You Really Can't Slow Sara Evans Down: Singer Talks About Her Busy, 'Blessed' Life

You Really Can't Slow Sara Evans Down: Singer Talks About Her Busy, 'Blessed' Life

Sara Evans has been having a very busy day. By the time she arrives at the Ram Country studios to perform music from her brand-new album, she's already done five straight hours of radio interviews, and is understandably feeling a little bit on the wilted side.

Given that, one can't begrudge her the red solo cup in her hand...which she admits, with a smile and without apology, contains a beer.

It's this sort of casual, down-to-earth attitude that makes Evans adorable -- and accessible -- to a wide range of fans. It would be all too easy for the singer to come off as intimidating: She is extraordinarily beautiful, has a mighty vocal range (after a few sips of her liquid refreshment, Evans manages to shake the studio roof with her vocals, then dash off for an Opry appearance shortly after), and balances a Superwoman's slate of career/family responsiblities with apparent ease. However, there is a consistent real-girl charm to her that has followed throughout her 17-year career, all the way up to latest release "Slow Me Down."

The album comes three years after her critically acclaimed "Stronger," which served as a comeback of sorts after her gut-wrenching 2007 divorce. Now happily remarried and helming up a blended family of seven children (three from her side, four from husband Jay Barker), Evans admits the process of creating "Slow Me Down" was "a lot more organized" than her last record. "Definitely a much smoother process."

Of course, even though she's in an emotionally stable place now, there's a new challenge: Balancing her work with her family responsiblities.
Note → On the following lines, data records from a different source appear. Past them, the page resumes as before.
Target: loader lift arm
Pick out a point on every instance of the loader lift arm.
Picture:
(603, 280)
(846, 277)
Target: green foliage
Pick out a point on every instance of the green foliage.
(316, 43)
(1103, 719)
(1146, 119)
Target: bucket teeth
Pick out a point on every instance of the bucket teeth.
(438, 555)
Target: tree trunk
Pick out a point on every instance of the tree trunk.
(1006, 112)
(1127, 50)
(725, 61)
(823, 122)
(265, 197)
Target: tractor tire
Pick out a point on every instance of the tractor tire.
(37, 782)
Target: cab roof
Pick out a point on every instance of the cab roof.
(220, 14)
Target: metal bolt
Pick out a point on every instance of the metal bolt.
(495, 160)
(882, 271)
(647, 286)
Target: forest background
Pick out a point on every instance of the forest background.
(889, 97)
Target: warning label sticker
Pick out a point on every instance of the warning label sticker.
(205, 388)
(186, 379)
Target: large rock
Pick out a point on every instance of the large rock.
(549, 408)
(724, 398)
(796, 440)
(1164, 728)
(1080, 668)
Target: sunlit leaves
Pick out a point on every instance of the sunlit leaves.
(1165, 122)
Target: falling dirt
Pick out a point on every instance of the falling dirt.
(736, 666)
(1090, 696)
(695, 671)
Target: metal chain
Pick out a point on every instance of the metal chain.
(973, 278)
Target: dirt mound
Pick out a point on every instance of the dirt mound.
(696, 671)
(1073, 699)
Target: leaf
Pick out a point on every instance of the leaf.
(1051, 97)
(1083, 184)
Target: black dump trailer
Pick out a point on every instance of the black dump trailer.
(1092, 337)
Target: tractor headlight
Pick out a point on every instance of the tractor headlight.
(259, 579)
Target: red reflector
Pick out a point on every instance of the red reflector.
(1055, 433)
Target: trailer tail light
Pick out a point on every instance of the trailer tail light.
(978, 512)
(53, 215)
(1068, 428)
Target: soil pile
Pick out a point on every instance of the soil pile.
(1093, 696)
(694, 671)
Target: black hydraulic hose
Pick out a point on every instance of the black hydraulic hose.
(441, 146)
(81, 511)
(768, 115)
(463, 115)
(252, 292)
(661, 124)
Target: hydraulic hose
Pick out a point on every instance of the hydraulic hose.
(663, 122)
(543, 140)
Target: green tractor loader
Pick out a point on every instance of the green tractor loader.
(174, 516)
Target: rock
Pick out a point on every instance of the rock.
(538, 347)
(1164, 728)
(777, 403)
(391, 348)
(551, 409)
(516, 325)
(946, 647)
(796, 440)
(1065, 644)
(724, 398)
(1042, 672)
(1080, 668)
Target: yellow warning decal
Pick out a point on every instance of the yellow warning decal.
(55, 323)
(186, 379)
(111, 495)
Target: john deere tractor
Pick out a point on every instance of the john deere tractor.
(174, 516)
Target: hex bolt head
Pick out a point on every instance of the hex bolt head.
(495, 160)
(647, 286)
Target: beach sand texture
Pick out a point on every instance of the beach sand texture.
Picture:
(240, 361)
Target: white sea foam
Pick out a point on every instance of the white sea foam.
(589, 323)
Recording an album while managing her busy household requires an extraordinary amount of organization -- and, to make it even more challenging, Evans and Barker have set down roots in Alabama. Evans must travel to Nashville to do much of her work.

 

Evans isn't denying it's tough going. "My life is very, very, very, very full; and very busy," she states. "So for me it takes a lot of planning ahead, and making sure that I've got my priorities in place."

She adds that she feels time has helped her in this regard, however: "My oldest [child] is now 14. The biggest goal of my life is to find and strike that balance between career and home life -- being a country music artist, and being a mom and a wife. So, with now having 14 years of experience behind me, I feel like I've got it down to a system. The first 5 years of my son's life were spent completely on the road with me. He went everywhere I went. And then my girls as well. Now that they're getting older, it's posing a little bit more of a challenge, because they have lives and they have schedules and they have activities that they're involved in."

Evans details that, like most working moms, she has learned to figure out a balance that works for her situation. "For the most part, I'm able to be home during the school week, and then travel on the weekends for shows, and the kids go with me. And then I work a lot in the summer and the kids travel with me in the summer. So I feel I've got it down. There are times though when I feel overwhelmed, as any working mom ...I'm really tired, I just need a good night's sleep, I need my husband to like talk me off the ledge and tell me that I'm doing a great job."

It's hard to argue that the star isn't doing a good job. Her latest album is a mix of sonic influences, including an emotional Gavin DeGraw cover ("it's one of my favorites; like probably top five songs I've ever recorded," she enthuses) and a duet with Vince Gill which she calls the "countriest song I ever recorded."

All that taken into account, however, followers of Evans's career will no doubt notice that parts of the album come across as a bit more pop-oriented than some of her previous work, in particular the title track, which Evans thinks sounds as if it could be recorded by Belinda Carlisle: "Something like that, or even Reba McEntire in the '80s and '90s."

At any rate, it doesn't sound like anything on the radio these days. And that's fine with Evans. "I don't think I deliberately tried to make a pop sounding record. It just kind of happened that way. And what happens with me a lot of times is I will find a song that then becomes like the centerpiece to the project. Sort of like when you're decorating a room and you have this painting, and you love this painting. And so you're going to decorate the entire room around this one painting. Slow Me Down' was that song on this project. So when we found [it], I was like, this is the starting point. This is the heart, this is the centerpiece of the whole project. And so everything I do now kind of needs to work in the context of this song."

Overall, Evans seems to radiate contentment with where she is in life: Both unable to "slow down" and certainly more than "a little bit stronger!" When the 43-year-old was asked how she feels about being such a great role model for women over 40, she answers honestly: "You know, I feel younger than I did in my 30s...I mean I really do. I feel like I look better. I feel like I sing better. I feel like I have more energy. And I'm not really sure why"

"I think knowledge is power, and so the more you learn about yourself, the more you can actually take control of who you want to be, and how you want to look, and the way that you want your life to go."